Monday, September 24, 2007

good

For the last week or so I feel like I've finally gotten over a hump in a lesson about trusting God and accepting His goodness.

I have a hard time with expectations (the Snow Cone Theory being a prime illustration). Nearly everything disappoints me at some level. Just doesn't meet expectations. Every holiday, everything I bake, every time I play music (the bad times and the good, because there's always a better in my imagination), every time I write something, every time I look forward to an event.

For a long time now I have been battling this in my walk with God. Somewhere along the way I've developed my Unassailable Ideas of How Things Should Be (UIHTSB, for short). And I'd pray in accordance with that UIHTSB. And build expectations around whatever happened to be part of the UIHTSB at the time, and be happy if it looked like the UIHTSB was happy, and sad if it looked like the UIHTSB was thwarted.

It has been a long lesson.

Early this year I started thinking a lot about valleys. Peaceful valleys. Shadow of death valleys. And shepherds. Shepherds leading dumb sheep through peaceful valleys, along still waters, into green pastures. Just sheep. Sheep without a UIHTSB. Dumb sheep just following, accepting good things.

Then I started thinking about promises. A friend described God to me as "the Faithful One Who never breaks a promise." Never. Not since Abraham. Not since Adam. He Who promised is faithful. In Him is no variation or shadow of turning. He promises good gifts, and He means it.

The catch is -- He's the one Who says what's good.

Not me and my UIHTSB.

The incredible mercy is that His good is so much better.

Which brings me to James. For about a week this summer I had a dialogue with James. I don't think I've ever talked with a book of the Bible like that. One day I was in James 3, needing badly to hear about the dangers of the tongue, and came upon chapter 4 (which really should be read in context).
You do not have, because you do not ask.
And I thought, What in the world? I ask all the time. I have my UIHTSB right here. I ask for clarity about this thing, I ask You to show me should I keep doing this, start doing that. What does this mean, "because you do not ask?"
You ask and do not receive, because you ask wrongly,
Wrongly?! If I could only publish these prayers. "Lord, please glorify You by following this agenda. Let me repeat it: . . ." This is high quality stuff. Textbook material. What could be "wrongly" about this?
to spend it on your passions.
Thud.

It's not about you.

But somehow that has been the starting point for learning to accept. Learning to receive. To follow, like that sheep in the valley. These months have held so many rich gifts of profound goodness -- goodness purchased by the blood of Christ -- but nothing I could ever have anticipated to write in my UIHTSB. Eye has not seen, nor ear heard . . . there is no way I could ever come up with a plan to rival God's, no matter how much holy-speak I stuff into my pharisee prayers.

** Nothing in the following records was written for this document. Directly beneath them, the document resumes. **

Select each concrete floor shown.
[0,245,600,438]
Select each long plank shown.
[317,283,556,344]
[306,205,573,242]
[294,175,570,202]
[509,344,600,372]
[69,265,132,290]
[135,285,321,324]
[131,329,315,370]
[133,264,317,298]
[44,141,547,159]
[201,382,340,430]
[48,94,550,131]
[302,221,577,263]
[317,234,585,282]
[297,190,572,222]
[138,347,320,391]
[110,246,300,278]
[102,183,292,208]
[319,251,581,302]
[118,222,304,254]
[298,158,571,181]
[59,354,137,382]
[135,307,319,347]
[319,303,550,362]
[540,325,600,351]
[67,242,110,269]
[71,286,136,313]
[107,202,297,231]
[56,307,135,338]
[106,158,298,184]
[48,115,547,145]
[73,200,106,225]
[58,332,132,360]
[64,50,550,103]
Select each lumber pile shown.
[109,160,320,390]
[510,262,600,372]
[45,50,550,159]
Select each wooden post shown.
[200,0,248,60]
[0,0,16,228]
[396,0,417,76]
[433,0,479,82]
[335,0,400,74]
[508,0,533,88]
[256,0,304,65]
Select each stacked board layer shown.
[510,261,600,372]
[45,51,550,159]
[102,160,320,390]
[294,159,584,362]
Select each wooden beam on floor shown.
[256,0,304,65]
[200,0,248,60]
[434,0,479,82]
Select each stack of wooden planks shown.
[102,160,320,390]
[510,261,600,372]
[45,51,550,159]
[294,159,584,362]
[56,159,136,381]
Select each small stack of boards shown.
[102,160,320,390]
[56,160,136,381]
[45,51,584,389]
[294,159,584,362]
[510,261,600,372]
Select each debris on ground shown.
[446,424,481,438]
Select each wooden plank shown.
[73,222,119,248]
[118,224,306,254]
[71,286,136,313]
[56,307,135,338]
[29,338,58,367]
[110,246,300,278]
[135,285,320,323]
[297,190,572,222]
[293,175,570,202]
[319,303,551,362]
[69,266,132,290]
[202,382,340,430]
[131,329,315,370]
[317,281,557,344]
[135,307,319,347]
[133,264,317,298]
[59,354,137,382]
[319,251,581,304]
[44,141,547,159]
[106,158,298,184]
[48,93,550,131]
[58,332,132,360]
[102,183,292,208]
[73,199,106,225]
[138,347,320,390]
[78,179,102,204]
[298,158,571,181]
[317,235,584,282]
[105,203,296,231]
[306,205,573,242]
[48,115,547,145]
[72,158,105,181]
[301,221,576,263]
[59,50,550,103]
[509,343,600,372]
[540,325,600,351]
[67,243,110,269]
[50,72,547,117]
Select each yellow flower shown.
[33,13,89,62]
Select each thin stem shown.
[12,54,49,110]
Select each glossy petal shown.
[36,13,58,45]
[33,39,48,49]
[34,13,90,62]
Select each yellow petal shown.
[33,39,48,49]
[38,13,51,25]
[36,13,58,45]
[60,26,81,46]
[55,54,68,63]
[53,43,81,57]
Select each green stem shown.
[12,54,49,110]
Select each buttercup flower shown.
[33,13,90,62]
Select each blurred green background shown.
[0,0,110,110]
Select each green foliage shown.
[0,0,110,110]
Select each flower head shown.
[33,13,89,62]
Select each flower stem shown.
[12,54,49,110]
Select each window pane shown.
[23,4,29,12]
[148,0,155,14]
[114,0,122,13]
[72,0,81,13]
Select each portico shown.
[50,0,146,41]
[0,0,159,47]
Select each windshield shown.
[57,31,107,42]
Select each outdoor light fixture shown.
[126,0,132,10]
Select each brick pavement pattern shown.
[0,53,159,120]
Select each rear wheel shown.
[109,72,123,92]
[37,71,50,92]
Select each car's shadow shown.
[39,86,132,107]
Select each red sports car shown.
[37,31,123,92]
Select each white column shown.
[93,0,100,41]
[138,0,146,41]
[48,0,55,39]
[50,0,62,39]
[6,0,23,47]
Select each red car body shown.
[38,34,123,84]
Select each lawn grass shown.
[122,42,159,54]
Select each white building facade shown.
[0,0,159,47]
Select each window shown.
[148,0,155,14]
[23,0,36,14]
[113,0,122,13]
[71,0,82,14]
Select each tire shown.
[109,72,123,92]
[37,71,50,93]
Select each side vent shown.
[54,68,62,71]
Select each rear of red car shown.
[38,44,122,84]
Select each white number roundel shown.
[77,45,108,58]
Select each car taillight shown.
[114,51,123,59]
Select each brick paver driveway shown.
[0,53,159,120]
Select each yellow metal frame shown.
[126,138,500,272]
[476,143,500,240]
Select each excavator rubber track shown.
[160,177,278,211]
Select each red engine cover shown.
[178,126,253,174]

And somehow when I was wrapped up in my own plans I had this idea of holding back, not really abandoning myself in any task until I was sure that it was God's plan, always keeping one eye somewhere else, just in case. But that's not a sheep thing to do. And it's not the lifestyle of someone who believes that He is Faithful Who promised. That person is all there all the time, seeking God and not outward circumstances.

No doubt tomorrow I'll be learning this all over again. But He gives more grace. What He gives, do I receive?

3 comments:

HyperElbow said...

Took you long enough! ;) J/K

Anonymous said...

I was reading Ephesians 5 & 6, and God spoke to me about the importance of NOW, where ever I find myself. Just a few thoughts from these great chapters. Please prayerfully read them in their entirety!

Vs 1 Be imitators of God as dear children. (NOW)
Vs 2 Walk in love (NOW)
Vs 3-7 miscellaneous do's and don'ts (NOW)
Vs 8 Walk as children of light(NOW)
Vs 14 Awake, you who sleep (NOW)
Awake, from the dead (NOW)
Vs 15 Walk circumspectly, (NOW)
Vs 16 Redeeming the time, because the days are evil (NOW)
Vs 17 Understand what the will of the LORD is (NOW)
Vs 18 Be filled with the Spirit (NOW)
Vs 5:19 -6:23 How to live before God and others, being filled with the Holy Spirit, right where God has placed us (NOW!)

I'm not sure what He has for me tomorrow but I'm pretty clear on what He has for me today, in the place He has brought me to; today.

"Redeeming the time, because the days are evil"

I am not saying that we shouldn't consider tomorrow or even make plans for tomorrow, I'm saying that NOW is more important than tomorrow. Are we faithful, from God's persepective, about the things of now.

Uncle Don

Anonymous said...

Great post Emily. What a blessing to be discovering these great truths. God's grace is truly amazing!